Por outro lado, a diplomacia superficialmente nacionalista de Donald Trump foi responsável por apaziguar diversas tensões ao redor do mundo. Vladimir Putin não fez ataques em seu governo, como fez antes e depois, em países como Geórgia e Ucrânia. Com ofensivas pontuais, o Oriente Médio não enfrentou uma crise como a que vem passando nesses últimos dois anos. Portanto, para além da caracterização pessoal que permeia o imaginário do político Trump, sua diplomacia foi calcada em acordos e coerções, que amorteceram tensões em diversas partes do mundo.
Na literatura clássica da guerra, de Sun Tzu a Clausewitz, a arte da guerra significa a instrumentalização da política pelos seus meios mais extremos. Dissuadir o inimigo significa fazê-lo repensar em sua estratégia de ataque. O que Trump proporcionou em seus quatro anos de mandato foi exatamente isso, quando transformou a diplomacia norte-americana que vinha cometendo erros crassos a partir dos mandatos de Bush, Obama e Biden.
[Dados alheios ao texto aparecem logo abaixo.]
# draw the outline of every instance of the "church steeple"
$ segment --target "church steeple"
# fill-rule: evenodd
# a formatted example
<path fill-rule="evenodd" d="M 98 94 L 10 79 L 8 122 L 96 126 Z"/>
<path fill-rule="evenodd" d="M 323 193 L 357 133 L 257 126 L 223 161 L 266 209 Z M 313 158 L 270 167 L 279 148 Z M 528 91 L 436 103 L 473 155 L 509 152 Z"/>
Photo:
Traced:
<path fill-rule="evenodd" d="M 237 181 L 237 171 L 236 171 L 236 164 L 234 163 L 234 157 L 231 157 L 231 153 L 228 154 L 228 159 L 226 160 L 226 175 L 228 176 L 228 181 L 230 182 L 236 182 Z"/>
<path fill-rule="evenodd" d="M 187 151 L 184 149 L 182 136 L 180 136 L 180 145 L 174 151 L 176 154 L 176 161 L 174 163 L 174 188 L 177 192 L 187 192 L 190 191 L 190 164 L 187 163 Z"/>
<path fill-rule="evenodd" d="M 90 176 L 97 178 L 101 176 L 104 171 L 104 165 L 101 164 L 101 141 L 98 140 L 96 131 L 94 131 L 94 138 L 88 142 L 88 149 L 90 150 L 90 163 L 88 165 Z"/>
No cenário internacional contemporâneo, debater a participação ou não na globalização é irrelevante, pois esse processo já está incorporado no espírito do tempo de todos os lugares do planeta. Diante desse quadro, para além do debate identitário e superficial acerca do homem branco contra a mulher negra, o que está em jogo é justamente quando e como o mundo viverá um tempo maior em paz.